A la suite du chef de l’Etat, informe Mathurin Nago, 50 députés ont demandé l’ouverture de la présente session extraordinaire. Cette demande porte sur la désignation des représentants de l’Assemblée nationale dans les postes de vote, la proposition de loi portant modification et dérogation aux dispositions des articles 393 et 425 de la loi N°2013-06 du 26 septembre 2013 portant Code électoral en République du Bénin, le projet de loi portant respectivement statut spécial des agents des Douanes, des personnels de la Police nationale et des agents des Eaux, Forêts et Chasse, le projet de loi portant statut général de la Fonction publique, le projet de loi modifiant la loi n°86-014 du 26 septembre 1986 portant Code des pensions civiles et militaires à la retraite, le projet de loi portant statut du barreau de la République du Bénin, le projet de loi portant statut des magistrats de la Cour suprême et la proposition de loi portant organisation et conditions d’exercice en clientèle privée des professions médicales et paramédicales en République du Bénin.
A ces deux demandes, le bureau et la Conférence des présidents de l’Assemblée nationale ont décidé de leur donner une suite favorable. La date du 10 mars a été retenue pour lancer les travaux de cette session. La jonction des deux demandes a été opérée.
Ce qui ramène l’ordre du jour à quinze points. Le président de l’Assemblée nationale, Mathurin Nago a invité les députés à faire preuve de disponibilité pour aborder ces dossiers. Le Parlement fera preuve de génie pour examiner le maximum de dossiers au cours de ces quinze jours, souligne-t-il.


Environ 27 milliards F CFA au gouvernement

Après l’ouverture des travaux de la 1ère session extraordinaire, les députés ont attaqué hier, l’examen des dossiers. Ils se sont penchés sur deux autorisations d’accords de ratification le tout pour un montant d’environ 27 milliards F CFA.

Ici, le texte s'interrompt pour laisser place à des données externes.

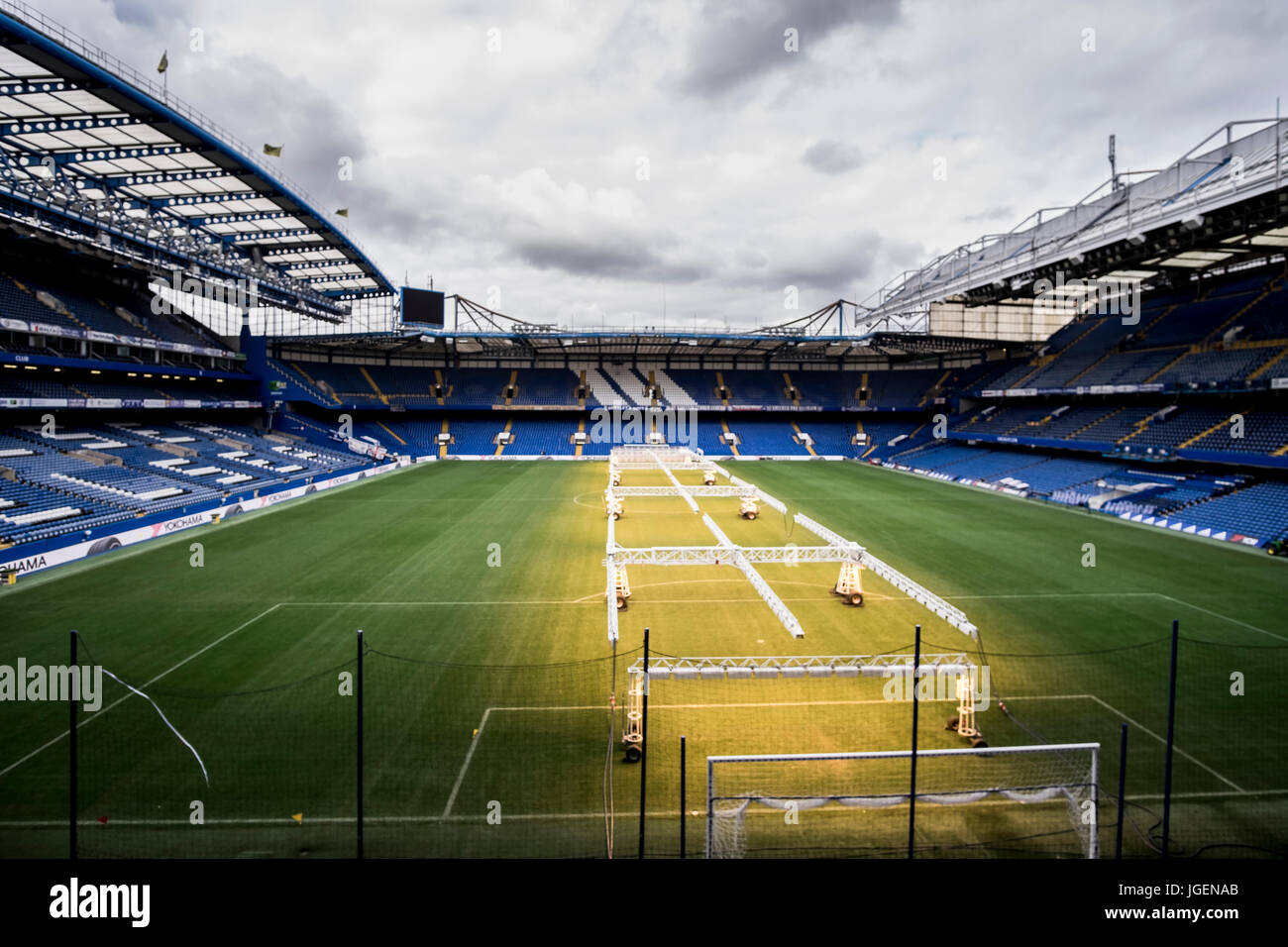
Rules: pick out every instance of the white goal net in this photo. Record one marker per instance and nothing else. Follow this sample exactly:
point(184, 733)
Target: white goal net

Le premier dossier porte sur l’accord de prêt d’ISTISNA’A signé à Djeddah le 10 décembre 2014 entre la République du Bénin et la Banque islamique de développement (BID) concernant le financement partiel du projet d’aménagement et de bitumage de la route Banikoara-Kérémou-frontière du Burkina Faso. Le montant de ce projet est de 22, 958 495 milliards FCFA.
Le second accord d’un montant de 4 milliards F CFA concerne l’accord de projet de loi portant autorisation de ratification de l’accord de prêt signé entre la République du Bénin et la Banque d’investissement et de développement de la CEDEAO (BIDC), dans le cadre du financement partiel du projet de réhabilitation et de renforcement de la route Parakou-Djougou. Les deux dossiers ont été ratifiés à l’unanimité des députés présents ou représentés. La ratification de l’accord de financement relatif au projet d’aménagement et de bitumage de la route Banikoara-Kérémou-frontière du Burkina Faso devrait contribuer au désenclavement du bassin cotonnier et l’optimisation des échanges commerciaux entre le Niger et le Burkina Faso. Les députés qui sont intervenus dans le débat général ont salué les efforts du gouvernement pour le développement des routes. Mais ils ont invité l’Exécutif à revoir l’entretien routier pour éviter qu’on ait chaque fois à reprendre les mêmes routes.
Le taux d’intérêt du deuxième projet a inquiété les honorables Bani Samari et Eric Houndété. Ils ont trouvé que le taux de 10% est exhorbitant. «C’est vrai qu’il faut se développer mais pas à n’important quel prix», relève Bani Samari. André Okounlola a voulu savoir le niveau où se trouve le dossier Kétou-Savè pourtant annoncé par le gouvernement comme étant bouclé. Il s’est également préoccupé de ce qui bloque le démarrage des travaux du pont de Tovègbamè à Adjohoun dont l'accord de financement est pourtant ratifié par l’Assemblée nationale depuis deux ans.
Le président Mathurin Nago a dénoncé le démarrage de certains travaux avant la ratification de l’accord. Pour lui, cette façon de faire est une violation des textes qui prescrivent que les accords soient ratifiés par l’Assemblée nationale avant leur exécution sur le terrain. Depuis la 6e législature, plus de 700 milliards F CFA d’accords de financements ont été autorisés par l’Assemblée nationale, souligne Mathurin Nago.
Les deux dossiers ont été défendus par le ministre chargé des Relations avec les Institutions, Gustave Sonon en présence de son collègue en charge de la Justice, Valentin Djénontin.